Accepting the unstated premise here (which I don’t), that the potential value of the web is only a commercial/dollar value, I recognize that, to the media, marketers, and ambitious entrepreneurs, it is the aggregation of online relationships that will further inform and direct their strategies.

It is a cynical viewpoint. Just as the tools of individual expression such as blogging, offered for ‘free’, represented an opportunity to amass a billion dollars worth of eyeballs, so do the developing tools of ‘personal networking’ represent an opportunity to identify and follow groups and trends. Leading ‘friend’ groups as hosts of marketing ‘viruses’, could command a multiple value in marketing terms that is much greater than the sum of their eyeballs. Part of that concept is already established via the measurement of advertising value based on a blog’s traffic, where bloggers are selling their reader’s eyeballs, although that is yet just simple arithmetic.

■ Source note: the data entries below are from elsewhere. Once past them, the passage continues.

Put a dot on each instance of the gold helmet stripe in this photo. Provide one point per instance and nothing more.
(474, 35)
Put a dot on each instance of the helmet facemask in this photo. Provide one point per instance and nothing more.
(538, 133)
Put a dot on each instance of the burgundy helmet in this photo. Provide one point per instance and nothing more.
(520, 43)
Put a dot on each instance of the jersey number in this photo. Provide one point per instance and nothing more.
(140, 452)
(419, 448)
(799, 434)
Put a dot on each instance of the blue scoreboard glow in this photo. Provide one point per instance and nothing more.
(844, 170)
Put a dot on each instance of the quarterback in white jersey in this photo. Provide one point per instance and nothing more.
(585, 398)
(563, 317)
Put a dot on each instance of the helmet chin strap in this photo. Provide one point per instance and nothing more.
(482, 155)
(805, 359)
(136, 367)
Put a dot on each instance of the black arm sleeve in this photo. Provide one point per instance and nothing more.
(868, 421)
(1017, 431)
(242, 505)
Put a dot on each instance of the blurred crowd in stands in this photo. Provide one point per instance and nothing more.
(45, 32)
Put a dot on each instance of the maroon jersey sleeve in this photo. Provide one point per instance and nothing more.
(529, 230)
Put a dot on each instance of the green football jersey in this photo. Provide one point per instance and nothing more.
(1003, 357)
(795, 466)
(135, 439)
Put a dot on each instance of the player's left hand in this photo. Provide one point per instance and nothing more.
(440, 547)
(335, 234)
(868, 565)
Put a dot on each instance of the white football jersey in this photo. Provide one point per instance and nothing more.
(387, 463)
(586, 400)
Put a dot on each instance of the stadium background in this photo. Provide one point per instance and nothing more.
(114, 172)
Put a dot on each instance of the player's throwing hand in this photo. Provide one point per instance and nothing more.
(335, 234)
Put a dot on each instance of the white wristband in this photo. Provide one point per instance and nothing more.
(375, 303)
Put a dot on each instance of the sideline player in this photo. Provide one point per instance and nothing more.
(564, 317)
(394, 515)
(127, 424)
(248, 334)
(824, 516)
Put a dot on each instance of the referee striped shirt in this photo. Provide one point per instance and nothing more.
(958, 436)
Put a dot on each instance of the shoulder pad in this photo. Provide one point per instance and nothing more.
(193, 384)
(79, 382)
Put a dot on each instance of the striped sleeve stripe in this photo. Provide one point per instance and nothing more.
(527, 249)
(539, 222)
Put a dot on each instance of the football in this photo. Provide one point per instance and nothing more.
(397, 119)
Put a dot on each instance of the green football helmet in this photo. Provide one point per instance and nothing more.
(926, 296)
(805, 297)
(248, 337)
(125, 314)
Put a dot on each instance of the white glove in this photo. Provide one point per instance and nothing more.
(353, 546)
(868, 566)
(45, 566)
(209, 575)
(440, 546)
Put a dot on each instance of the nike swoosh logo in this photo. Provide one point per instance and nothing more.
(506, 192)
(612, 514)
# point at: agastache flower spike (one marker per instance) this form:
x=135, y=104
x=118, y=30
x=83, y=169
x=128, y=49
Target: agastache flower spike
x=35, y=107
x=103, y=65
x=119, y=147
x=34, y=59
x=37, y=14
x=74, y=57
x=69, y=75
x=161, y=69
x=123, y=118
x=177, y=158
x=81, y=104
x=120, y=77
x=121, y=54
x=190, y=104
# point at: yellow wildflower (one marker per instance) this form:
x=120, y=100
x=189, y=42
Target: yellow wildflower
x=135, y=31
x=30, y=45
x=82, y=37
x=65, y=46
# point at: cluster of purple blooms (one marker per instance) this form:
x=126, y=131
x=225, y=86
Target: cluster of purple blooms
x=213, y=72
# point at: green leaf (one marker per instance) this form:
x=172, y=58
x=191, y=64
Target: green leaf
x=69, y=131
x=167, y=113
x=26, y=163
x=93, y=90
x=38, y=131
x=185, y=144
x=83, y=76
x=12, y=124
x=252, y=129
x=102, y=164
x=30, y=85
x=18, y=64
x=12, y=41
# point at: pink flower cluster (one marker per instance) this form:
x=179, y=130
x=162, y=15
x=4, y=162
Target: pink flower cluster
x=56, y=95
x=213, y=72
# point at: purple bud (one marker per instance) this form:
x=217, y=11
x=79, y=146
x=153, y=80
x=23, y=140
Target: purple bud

So from the marketer’s perspective, where all the traffic and activity of the billion people online is really nothing but raw data to be fed into their marketing analysis systems, the contribution of increasing numbers of users to both expand the depth and quality of demographic info they provide, and to group themselves into allegiances and groups that no consumer survey would ever be able to identify accurately, is just more ripe fruit begging to be picked.

Under this view, content plus conversation equals richer monetization opportunity. That opportunity belongs to whoever identifies and seizes it. Is the jury still out on whether the citizens themselves will always ‘eat cake’ and say thank you?

As always, though, my viewpoint is that personal and social benefit can (and should) be compatible with free enterprise. Steven always says that everything is political. Well, then, making a living is capitalism and giving it away for free is socialism. What is de-volving, however, is connection (and sometimes comprehension) of individuals to the economy that their presence and activity enables.

In a free society (North America particularly) blessed with a standard of living so high as to remove many of us from consuming attention to lower level needs, we should seek the opportunity to knowingly and consciously apportion our daily ration between the personal and the communal with a full appreciation of where and how commerce begins, ends, and actually operates.

If this were the case, then content plus conversation would be but one step on the path to all the destinations (or states) any of us might desire, including meaning. Data in itself has no meaning. Web marketers and entrepreneurs extract meaning based on it, and so do a few savvy individuals, for whom networking is a useful tool. Can we be satisfied on a personal level with a ‘world’ where the fruit of our activity is measured to such a great extent only in dollars?